Steamboat Springs High School science teacher Beth Gravelle said that, with 746 students enrolled at the school, there are 809 students in a science class, meaning many students are taking two science classes at once or taking more than the three science classes required through high school.
“We are really excited about how many students are taking science,” she said.
The popularity of science in middle and high school highlights the district’s deficiencies in science classroom space, according to district Director of Teaching and Learning Marty Lamansky, who led a presentation on the district’s science programs.
The high school currently has five classrooms with dedicated science labs, but six science classes usually take place simultaneously, Lamansky said.
“One of the challenges we have with so many students wanting to take science, we are now in a situation where we don’t have enough science rooms for all the science classes. That hinders our ability to fully develop that program,” Lamansky said. “The good news is, we’ve got a lot of people that are into (science), but we have the same old issue there.”
A lack of science labs at the high school led to a science class being taught in the music room last year, and this year, some teachers are setting up labs while others are simultaneously conducting a class in the same room.

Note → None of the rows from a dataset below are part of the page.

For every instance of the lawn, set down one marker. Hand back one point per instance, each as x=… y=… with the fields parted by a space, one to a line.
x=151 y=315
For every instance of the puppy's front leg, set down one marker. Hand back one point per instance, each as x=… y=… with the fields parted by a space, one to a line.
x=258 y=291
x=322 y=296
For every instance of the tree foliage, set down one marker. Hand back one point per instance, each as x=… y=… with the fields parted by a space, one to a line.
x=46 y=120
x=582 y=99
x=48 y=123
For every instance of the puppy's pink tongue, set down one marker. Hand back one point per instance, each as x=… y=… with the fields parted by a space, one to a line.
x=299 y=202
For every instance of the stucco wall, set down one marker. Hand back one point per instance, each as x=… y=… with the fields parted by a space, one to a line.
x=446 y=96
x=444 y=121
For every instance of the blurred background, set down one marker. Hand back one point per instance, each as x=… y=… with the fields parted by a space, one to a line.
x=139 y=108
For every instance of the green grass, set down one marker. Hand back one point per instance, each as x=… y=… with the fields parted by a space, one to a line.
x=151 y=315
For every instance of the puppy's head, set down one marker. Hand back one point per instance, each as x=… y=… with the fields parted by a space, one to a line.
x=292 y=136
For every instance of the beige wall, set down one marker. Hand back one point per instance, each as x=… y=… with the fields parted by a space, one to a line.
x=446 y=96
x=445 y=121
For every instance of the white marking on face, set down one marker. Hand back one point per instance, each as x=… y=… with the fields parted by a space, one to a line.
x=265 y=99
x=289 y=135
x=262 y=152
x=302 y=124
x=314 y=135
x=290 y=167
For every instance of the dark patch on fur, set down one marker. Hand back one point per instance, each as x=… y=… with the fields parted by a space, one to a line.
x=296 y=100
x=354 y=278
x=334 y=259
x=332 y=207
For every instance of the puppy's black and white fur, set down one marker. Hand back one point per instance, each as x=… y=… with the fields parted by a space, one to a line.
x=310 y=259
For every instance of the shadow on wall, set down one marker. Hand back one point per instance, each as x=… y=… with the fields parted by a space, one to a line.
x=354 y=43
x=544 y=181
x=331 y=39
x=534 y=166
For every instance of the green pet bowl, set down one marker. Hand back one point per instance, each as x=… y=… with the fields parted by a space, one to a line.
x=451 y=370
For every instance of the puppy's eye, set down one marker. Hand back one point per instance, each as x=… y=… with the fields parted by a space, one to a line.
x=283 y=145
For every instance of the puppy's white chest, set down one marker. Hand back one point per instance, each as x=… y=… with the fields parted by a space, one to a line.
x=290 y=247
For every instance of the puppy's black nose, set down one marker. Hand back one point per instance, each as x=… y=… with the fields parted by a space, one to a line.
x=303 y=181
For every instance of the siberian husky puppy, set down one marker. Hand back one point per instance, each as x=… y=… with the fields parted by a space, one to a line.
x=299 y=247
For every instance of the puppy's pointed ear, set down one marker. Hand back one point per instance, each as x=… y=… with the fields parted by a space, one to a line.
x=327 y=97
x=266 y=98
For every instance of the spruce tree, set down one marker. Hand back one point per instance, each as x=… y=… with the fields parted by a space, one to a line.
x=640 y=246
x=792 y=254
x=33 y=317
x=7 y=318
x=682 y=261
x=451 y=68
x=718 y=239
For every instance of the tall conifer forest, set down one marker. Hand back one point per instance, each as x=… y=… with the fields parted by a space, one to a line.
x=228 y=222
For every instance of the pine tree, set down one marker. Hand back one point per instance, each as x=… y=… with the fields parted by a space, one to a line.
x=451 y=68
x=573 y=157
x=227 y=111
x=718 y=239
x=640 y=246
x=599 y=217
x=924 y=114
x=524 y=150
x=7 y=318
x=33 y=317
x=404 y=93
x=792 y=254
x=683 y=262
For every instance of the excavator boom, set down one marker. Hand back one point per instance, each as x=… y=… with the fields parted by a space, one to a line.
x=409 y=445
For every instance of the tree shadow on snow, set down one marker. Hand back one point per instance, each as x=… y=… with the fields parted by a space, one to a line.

“Classroom teachers are setting up labs while another class is happening,” said Dennis Alt, Steamboat Springs High School vice principal.
Because science teachers are taking advantage of all available classroom time, science teachers aren’t able to meet together during the regular school day, Gravelle said.
“One of us is always in a room,” Gravelle said Monday. “This morning, we met before school, and department meetings are taking place outside of contract hours.”
Soda Creek Elementary second-grade teacher Cindy Gantick added that, in her school’s modular classrooms, fifth-grade teachers are forced to cart water in and out of the classroom when liquid is needed for a science assignment.
“It’s really challenging to stay focused on teaching kids,” Gantick said.
Board of Education member Sam Rush, who is also assistant dean of instruction at Colorado Mountain College, said the college faces the same issue with a lack of science classrooms.
Rush questioned whether a future partnership might include a facility both district students and CMC students could use.